LAURA BUSH: I’m Laura Bush, and I’m delivering this week’s radio address to kick off a worldwide effort to focus on the brutality against women and children by the al-Qaeda terrorist network and the regime it supports in Afghanistan, the Taliban.

AMY GOODMAN: And it wasn’t just the first lady — of course, a Republican. In October of 2001, Democratic Congressmember Carolyn Maloney of New York wore a burqa during a 2001 speech to Congress on Afghan women’s rights.

REP. CAROLYN MALONEY: Anyone who is familiar, prior to September 11th, with how the Taliban treat women should have recognized that the Taliban are capable of doing just about anything. The Taliban have controlled 90% of Afghanistan since 1996, when they unilaterally declared an end to women’s basic human rights. The restrictions on women’s freedoms in Afghanistan are unfathomable to most Americans. Women are banished from working. Girls are not allowed to attend school.

AMY GOODMAN: So, that was Carolyn Maloney on the floor of the House, wearing a full burqa, her face covered, as well. Rafia Zakaria, you document this. But if you can talk about the significance of how this was used immediately, as much or more than going after Osama bin Laden, in the justification of the U.S. invasion, and then what’s happening, as Mahbouba Seraj says, looking at today, what has to happen?

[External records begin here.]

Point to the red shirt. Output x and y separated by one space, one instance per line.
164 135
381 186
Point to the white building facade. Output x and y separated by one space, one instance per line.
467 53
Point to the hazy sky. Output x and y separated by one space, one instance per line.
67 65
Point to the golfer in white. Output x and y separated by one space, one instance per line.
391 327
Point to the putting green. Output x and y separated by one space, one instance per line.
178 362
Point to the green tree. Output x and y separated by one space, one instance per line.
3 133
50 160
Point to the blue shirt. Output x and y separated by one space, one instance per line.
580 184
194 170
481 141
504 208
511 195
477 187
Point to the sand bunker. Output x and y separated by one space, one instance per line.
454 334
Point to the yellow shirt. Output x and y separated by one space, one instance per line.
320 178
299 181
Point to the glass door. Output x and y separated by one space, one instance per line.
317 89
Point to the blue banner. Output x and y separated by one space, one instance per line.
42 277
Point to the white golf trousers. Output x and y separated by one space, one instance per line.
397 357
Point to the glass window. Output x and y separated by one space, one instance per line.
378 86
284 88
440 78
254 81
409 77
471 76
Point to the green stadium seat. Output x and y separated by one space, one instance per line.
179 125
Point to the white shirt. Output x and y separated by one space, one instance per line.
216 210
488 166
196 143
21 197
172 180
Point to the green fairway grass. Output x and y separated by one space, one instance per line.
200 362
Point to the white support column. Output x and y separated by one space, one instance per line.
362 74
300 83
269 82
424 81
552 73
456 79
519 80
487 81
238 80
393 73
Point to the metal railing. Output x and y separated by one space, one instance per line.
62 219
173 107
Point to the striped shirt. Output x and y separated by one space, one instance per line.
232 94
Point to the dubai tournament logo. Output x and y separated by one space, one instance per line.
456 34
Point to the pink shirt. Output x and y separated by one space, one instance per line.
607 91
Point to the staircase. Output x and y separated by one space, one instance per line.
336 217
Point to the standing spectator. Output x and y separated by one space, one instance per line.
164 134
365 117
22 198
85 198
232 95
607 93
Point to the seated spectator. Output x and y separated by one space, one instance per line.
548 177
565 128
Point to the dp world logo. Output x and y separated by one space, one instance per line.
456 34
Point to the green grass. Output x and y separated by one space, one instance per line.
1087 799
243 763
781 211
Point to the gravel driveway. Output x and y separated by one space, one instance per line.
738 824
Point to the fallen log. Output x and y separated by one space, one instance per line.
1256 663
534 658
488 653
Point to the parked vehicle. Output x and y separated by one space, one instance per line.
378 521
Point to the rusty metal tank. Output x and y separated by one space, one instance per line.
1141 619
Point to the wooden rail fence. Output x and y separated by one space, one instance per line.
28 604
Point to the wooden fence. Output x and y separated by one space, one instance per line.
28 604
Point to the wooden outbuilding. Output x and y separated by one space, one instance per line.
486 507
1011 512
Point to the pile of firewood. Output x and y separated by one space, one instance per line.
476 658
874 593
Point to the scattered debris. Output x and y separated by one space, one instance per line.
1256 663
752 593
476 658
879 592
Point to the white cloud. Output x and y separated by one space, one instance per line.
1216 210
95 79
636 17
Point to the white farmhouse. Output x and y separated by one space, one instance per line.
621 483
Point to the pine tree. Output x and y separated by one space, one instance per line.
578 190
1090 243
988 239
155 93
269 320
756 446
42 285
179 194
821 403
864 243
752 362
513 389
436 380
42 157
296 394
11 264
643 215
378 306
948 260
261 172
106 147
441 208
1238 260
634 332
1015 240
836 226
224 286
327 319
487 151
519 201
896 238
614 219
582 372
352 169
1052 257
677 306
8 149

RAFIA ZAKARIA: Well, first of all, I’d like to, you know, respond to something Mahbouba said about this kind of thing, the education, quote-unquote, “will take root” in Afghanistan. I think that is the problem of the approach, is that it’s a top-down, trickle-down approach, which was devised by white, middle-class, Western feminists and then kind of delivered to Afghanistan as an export, rather than an indigenous feminism in Afghanistan.

I think the failure is that, yes, Afghan women might be educated, but they don’t have the political capacity to safeguard the rights that they have won, in the past 20 days. And the reason for that is this idea of empowerment as something excised from political, radical struggle. You know, women in Afghanistan were never able to do that in the past 20 years and develop a —

AMY GOODMAN: Rafia, we have 20 seconds.

RAFIA ZAKARIA: OK. So, but in terms of the burqa, I mean, those are the theatrics of the West, right? It’s this horrible equation that if you’re wearing the burqa, you’re oppressed; if you suddenly take it off, you’re free. And you see — it’s truly tragic to see that repeated again, 20 years after the initial invasion and as the U.S. draws down. I mean, the burqa is not the indicator of the —

AMY GOODMAN: We’re going to have to leave it there, but I thank you so much for being with us. Rafia Zakaria’s new book is called Against White Feminism: Notes on Disruption. And thank you to Mahbouba Seraj in Kabul, president of Afghan Women’s Network. I’m Amy Goodman, with Nermeen Shaikh.